Description
Investigating https://discuss.elastic.co/t/index-creation-slows-down-over-time/230775 I wrote a script that creates and deletes indices repeatedly and left it running for several hours against a 7.6.2 cluster. Each iteration had indeed slowed down as reported, from around 6s
to around 10s
.
The hot threads API often reported a substantial amount of time spent doing things with loggers:
20.3% (101.5ms out of 500ms) cpu usage by thread 'elasticsearch[node-0][clusterApplierService#updateTask][T#1]'
2/10 snapshots sharing following 25 elements
java.base@14/java.util.Collections$UnmodifiableCollection$1.hasNext(Collections.java:1048)
app//org.elasticsearch.common.logging.Loggers.setLevel(Loggers.java:127)
app//org.elasticsearch.common.logging.Loggers.setLevel(Loggers.java:111)
app//org.elasticsearch.index.SearchSlowLog.setLevel(SearchSlowLog.java:127)
app//org.elasticsearch.index.SearchSlowLog.<init>(SearchSlowLog.java:123)

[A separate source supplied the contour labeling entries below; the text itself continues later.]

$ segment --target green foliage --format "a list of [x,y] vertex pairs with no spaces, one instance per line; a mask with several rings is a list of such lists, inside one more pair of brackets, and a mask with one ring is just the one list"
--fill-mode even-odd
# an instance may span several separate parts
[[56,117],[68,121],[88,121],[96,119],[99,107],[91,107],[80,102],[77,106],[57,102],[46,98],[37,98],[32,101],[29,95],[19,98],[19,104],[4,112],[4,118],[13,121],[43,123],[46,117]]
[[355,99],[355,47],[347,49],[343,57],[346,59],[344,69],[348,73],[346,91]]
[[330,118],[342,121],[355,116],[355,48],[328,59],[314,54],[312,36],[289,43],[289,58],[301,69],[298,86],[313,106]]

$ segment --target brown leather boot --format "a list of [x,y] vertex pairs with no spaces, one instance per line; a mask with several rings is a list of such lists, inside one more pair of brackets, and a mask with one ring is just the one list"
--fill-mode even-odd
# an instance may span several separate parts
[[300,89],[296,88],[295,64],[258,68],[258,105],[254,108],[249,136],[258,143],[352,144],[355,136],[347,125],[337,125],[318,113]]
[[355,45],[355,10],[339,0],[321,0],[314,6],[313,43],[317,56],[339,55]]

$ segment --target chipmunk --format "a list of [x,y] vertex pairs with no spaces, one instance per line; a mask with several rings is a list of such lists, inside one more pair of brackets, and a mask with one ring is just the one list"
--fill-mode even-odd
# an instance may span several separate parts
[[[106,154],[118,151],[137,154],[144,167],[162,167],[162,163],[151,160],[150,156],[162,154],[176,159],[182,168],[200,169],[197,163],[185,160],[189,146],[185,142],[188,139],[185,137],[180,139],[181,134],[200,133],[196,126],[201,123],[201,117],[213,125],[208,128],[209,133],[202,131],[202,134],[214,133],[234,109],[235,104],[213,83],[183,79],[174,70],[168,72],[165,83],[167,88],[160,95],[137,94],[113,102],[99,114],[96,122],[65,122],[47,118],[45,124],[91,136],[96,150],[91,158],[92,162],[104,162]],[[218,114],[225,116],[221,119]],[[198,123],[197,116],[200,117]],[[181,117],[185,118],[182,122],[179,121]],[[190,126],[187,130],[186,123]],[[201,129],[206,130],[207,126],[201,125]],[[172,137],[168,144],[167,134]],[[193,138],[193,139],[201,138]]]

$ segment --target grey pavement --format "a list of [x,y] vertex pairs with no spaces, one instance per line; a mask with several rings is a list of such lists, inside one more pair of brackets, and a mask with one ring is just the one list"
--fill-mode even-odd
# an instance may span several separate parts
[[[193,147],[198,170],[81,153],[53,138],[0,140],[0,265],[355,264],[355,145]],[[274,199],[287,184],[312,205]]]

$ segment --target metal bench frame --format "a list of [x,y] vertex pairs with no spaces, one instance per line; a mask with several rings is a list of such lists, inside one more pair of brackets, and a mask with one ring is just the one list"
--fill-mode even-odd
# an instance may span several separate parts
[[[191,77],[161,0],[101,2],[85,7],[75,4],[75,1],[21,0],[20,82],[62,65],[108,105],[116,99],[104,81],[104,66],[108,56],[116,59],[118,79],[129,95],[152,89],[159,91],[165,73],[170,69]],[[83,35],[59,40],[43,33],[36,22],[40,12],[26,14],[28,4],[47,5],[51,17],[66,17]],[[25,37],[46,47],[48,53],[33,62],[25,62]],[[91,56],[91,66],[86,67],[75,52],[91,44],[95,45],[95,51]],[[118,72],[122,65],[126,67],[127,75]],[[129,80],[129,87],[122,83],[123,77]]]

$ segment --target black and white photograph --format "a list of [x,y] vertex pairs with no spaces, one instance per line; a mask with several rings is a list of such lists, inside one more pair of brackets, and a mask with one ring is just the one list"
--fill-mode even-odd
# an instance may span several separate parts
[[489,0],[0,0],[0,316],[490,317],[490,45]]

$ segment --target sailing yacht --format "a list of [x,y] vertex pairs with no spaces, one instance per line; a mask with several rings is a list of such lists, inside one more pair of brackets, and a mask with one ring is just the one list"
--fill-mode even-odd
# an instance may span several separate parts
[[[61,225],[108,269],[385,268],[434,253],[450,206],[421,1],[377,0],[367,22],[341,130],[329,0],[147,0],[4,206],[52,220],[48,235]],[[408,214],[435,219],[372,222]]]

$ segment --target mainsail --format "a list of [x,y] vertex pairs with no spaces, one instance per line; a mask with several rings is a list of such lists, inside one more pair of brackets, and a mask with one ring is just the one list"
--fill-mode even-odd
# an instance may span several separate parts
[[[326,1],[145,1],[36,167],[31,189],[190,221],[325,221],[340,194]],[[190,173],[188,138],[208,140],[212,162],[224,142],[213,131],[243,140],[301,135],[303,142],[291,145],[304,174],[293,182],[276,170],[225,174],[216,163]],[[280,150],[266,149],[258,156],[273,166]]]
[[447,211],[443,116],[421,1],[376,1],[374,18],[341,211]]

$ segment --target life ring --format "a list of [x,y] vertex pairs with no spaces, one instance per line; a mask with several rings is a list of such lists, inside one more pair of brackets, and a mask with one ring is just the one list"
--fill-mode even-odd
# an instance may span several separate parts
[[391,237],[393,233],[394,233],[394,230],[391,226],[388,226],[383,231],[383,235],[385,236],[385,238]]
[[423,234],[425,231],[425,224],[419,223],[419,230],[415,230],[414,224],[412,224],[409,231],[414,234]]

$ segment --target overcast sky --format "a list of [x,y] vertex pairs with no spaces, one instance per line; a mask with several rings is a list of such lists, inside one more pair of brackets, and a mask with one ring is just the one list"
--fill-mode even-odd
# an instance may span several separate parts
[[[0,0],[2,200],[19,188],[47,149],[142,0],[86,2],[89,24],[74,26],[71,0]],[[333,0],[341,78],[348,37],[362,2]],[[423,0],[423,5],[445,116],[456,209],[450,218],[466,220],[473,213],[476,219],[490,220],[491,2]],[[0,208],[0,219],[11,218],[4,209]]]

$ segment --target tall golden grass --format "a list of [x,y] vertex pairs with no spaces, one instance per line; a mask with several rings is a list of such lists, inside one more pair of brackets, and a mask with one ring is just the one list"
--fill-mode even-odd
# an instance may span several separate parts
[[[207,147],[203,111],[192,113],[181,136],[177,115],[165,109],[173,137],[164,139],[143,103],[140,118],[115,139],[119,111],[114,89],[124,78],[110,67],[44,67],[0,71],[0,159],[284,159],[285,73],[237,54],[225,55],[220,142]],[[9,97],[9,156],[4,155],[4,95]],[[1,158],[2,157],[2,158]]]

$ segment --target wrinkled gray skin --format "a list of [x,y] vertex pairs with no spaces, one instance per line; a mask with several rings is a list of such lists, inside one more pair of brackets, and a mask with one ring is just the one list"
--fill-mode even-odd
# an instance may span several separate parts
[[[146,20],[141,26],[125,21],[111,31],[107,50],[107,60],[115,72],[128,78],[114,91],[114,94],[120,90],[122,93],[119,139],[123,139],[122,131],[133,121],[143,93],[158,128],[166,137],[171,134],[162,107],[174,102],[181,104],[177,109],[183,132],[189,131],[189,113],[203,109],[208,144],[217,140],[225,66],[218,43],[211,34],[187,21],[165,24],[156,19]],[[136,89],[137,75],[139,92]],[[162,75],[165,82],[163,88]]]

app//org.elasticsearch.index.IndexModule.<init>(IndexModule.java:151)
app//org.elasticsearch.indices.IndicesService.createIndexService(IndicesService.java:595)
app//org.elasticsearch.indices.IndicesService.createIndex(IndicesService.java:542)
app//org.elasticsearch.indices.IndicesService.createIndex(IndicesService.java:173)
app//org.elasticsearch.indices.cluster.IndicesClusterStateService.createIndices(IndicesClusterStateService.java:484)
app//org.elasticsearch.indices.cluster.IndicesClusterStateService.applyClusterState(IndicesClusterStateService.java:246)
app//org.elasticsearch.cluster.service.ClusterApplierService.lambda$callClusterStateAppliers$5(ClusterApplierService.java:517)
app//org.elasticsearch.cluster.service.ClusterApplierService$$Lambda$4041/0x000000080175d440.accept(Unknown Source)
java.base@14/java.lang.Iterable.forEach(Iterable.java:75)
app//org.elasticsearch.cluster.service.ClusterApplierService.callClusterStateAppliers(ClusterApplierService.java:514)
app//org.elasticsearch.cluster.service.ClusterApplierService.applyChanges(ClusterApplierService.java:485)
app//org.elasticsearch.cluster.service.ClusterApplierService.runTask(ClusterApplierService.java:432)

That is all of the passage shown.